CAMDEN, N.J. (AP) -- Campbell Soup Co. said its net income fell by 7 percent in the latest quarter, as the world's biggest soup maker incurred costs for the closure of a plant in Mexico and other restructuring measures.
On an adjusted basis, however, the company posted a profit and revenue growth in its fiscal second quarter that were better than Wall Street analysts expected.
Campbell, based in Camden, N.J., has struggled in recent years amid tough competition and declining consumption of canned soups. It's been working to revitalize its main business with new flavors and packaging designed to appeal to younger people. For example, instead of the company's iconic cans, the newest soups come in plastic pouches that can be torn open and microwaved.
Sales in the company's U.S. soup division rose 1 percent, while sales of sauces such as Prego pasta sauce were unchanged. Together, that division's sales rose 1 percent to $833 million. The company's ready-to-serve soup sales grew 8 percent, helped by Campbell's Chunky canned soups and new products. But the microwavable soups declined.
Sales in the company's global snacks division, which includes Pepperidge Farm cookies, rose 7 percent to $561 million.
The acquisition of Bolthouse Farms added $195 million in sales.
Campbell's backed its previous forecast for the full fiscal year ending in July, which is in line with analysts' current predictions.
For the quarter ended Jan. 27, Campbell Soup's earnings came to $190 million, or 60 cents per share, down from $205 million, or 64 cents per share, in the same quarter last year.
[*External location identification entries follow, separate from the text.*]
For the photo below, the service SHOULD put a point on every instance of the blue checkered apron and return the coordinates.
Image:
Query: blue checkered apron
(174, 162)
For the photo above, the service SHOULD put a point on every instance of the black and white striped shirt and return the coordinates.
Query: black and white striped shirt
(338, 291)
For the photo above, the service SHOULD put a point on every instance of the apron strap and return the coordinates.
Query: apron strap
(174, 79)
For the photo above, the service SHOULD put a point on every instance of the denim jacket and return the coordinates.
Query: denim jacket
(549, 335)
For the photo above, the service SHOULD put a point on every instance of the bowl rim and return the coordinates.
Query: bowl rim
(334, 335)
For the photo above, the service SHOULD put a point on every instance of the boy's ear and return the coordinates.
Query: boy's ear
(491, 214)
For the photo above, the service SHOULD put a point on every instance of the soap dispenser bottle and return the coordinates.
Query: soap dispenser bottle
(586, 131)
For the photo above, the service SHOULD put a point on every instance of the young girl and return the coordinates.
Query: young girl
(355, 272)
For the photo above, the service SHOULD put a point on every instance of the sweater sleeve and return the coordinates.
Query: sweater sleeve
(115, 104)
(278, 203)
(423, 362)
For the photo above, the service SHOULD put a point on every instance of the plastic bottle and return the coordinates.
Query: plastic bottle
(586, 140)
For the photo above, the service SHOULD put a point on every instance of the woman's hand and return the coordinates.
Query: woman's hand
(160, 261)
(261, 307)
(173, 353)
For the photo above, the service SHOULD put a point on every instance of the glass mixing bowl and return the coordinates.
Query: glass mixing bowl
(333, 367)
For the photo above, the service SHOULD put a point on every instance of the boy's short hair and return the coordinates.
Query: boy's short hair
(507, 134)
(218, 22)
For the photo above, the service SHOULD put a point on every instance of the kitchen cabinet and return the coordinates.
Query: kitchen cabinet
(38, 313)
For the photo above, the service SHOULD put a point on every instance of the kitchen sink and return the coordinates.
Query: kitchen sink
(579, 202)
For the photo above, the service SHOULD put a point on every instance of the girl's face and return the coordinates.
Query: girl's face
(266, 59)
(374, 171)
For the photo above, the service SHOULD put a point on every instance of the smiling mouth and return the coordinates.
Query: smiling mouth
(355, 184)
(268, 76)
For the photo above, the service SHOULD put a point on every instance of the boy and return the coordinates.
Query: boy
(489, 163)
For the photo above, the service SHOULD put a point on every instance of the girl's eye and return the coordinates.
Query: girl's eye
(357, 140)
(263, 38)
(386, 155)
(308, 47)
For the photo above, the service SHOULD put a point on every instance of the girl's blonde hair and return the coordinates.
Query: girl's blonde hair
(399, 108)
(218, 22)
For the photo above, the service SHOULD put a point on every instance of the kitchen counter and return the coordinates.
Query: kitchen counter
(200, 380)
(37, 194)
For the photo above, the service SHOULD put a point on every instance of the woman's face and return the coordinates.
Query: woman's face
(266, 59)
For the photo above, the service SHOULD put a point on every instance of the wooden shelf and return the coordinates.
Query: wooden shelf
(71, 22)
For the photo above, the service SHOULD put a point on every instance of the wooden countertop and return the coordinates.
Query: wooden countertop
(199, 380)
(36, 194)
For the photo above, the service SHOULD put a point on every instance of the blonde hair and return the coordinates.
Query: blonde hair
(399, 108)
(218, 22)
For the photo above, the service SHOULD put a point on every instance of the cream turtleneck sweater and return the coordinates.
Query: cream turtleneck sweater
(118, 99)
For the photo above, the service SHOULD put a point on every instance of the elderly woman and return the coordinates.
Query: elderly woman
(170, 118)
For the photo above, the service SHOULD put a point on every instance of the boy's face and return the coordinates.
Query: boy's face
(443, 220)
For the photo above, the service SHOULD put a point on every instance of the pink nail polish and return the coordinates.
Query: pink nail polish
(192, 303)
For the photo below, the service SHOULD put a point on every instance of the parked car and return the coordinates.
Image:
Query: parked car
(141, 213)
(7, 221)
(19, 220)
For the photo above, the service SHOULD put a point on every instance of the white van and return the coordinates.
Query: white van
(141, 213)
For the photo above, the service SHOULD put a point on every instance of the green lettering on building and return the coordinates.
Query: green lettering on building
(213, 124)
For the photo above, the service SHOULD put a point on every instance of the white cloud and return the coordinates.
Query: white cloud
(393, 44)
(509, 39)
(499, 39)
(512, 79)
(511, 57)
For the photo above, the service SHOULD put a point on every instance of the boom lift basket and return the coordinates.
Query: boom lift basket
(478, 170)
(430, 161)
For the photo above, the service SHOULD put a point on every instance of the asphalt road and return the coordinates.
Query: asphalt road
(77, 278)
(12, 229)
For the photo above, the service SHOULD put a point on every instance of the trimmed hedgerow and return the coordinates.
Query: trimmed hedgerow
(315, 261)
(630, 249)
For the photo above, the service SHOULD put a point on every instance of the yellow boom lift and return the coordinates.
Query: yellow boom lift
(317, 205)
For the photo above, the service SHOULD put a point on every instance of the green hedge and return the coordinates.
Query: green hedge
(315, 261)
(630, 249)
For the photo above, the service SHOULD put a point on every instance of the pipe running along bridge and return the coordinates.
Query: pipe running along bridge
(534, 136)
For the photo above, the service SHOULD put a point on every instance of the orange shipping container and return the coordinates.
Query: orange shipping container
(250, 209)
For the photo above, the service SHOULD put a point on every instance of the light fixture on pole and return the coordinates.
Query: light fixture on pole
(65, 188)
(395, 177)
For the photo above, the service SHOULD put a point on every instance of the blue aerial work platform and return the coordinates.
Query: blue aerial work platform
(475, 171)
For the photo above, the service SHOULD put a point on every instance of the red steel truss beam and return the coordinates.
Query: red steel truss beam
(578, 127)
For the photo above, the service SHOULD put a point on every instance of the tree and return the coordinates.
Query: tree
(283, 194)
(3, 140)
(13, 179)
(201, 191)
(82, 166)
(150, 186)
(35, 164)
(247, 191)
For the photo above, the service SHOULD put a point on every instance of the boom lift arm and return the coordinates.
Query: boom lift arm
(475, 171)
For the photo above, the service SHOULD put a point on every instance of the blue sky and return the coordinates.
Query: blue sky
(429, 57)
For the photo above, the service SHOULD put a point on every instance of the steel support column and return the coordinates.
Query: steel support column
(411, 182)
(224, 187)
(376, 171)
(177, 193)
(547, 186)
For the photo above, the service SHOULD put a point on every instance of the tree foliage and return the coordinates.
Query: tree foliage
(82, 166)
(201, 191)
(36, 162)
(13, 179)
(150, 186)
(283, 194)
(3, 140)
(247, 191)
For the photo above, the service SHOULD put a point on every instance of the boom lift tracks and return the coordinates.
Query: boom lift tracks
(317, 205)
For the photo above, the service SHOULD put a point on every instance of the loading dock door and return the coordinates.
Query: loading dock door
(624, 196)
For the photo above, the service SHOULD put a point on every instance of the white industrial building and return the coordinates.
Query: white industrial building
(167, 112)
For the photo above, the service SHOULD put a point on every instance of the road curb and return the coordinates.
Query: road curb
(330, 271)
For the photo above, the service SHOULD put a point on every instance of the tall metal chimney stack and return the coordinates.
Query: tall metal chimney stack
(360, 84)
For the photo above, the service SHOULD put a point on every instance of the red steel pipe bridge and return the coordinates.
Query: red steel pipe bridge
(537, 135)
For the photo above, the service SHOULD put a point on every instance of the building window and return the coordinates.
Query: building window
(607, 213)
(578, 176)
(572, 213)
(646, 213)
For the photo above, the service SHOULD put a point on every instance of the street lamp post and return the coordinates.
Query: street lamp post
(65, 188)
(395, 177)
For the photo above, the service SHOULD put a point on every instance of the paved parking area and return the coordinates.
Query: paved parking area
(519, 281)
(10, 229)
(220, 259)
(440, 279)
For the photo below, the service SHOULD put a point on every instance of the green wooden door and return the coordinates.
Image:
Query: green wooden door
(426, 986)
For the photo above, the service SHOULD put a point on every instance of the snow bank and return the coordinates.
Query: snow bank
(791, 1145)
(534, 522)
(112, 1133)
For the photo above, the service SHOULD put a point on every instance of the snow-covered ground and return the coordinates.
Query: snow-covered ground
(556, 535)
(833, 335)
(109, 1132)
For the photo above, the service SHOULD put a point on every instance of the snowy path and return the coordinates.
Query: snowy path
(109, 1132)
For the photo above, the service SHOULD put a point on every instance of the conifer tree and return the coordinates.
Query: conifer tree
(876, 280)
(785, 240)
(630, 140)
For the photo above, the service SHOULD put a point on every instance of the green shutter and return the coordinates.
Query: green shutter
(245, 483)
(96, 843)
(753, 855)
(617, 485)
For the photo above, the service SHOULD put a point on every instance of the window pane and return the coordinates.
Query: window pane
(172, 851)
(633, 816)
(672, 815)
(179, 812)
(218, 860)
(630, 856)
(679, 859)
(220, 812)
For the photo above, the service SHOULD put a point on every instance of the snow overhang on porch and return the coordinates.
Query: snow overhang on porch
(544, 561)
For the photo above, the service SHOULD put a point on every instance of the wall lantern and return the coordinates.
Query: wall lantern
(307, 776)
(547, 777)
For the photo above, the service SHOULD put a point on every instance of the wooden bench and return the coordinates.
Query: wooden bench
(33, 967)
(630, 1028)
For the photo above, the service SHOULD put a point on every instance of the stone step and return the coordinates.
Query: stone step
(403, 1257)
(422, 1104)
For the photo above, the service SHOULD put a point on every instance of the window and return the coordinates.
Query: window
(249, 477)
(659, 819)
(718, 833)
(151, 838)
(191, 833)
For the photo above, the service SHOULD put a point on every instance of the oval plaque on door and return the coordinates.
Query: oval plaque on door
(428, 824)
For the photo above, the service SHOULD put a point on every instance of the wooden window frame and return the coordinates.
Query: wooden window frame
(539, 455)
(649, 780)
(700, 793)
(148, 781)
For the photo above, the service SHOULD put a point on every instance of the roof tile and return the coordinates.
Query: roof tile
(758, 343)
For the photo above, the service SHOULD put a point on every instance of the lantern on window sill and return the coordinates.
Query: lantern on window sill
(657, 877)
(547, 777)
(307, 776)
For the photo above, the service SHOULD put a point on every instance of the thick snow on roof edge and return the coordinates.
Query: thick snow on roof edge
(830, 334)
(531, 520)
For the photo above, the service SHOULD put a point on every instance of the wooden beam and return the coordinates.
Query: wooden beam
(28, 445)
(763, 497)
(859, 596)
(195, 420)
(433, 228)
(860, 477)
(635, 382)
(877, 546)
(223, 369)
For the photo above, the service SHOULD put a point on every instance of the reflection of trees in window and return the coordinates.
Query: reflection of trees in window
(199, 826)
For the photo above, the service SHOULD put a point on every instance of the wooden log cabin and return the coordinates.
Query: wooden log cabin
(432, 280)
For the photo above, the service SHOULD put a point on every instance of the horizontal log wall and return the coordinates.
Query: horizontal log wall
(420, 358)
Excluding costs of shutting down the Mexico plant and laying off its 260 workers, as well as ongoing restructuring in the U.S., profit came to 70 cents per share.
Revenue rose 10 percent to $2.33 billion, with a big boost coming from its August acquisition of premium juice maker Bolthouse Farms.
Analysts on average predicted a profit of 66 cents per share on $2.32 billion in revenue, according to FactSet.
Shares of Campbell rose 53 cents to $39.25 in morning trading.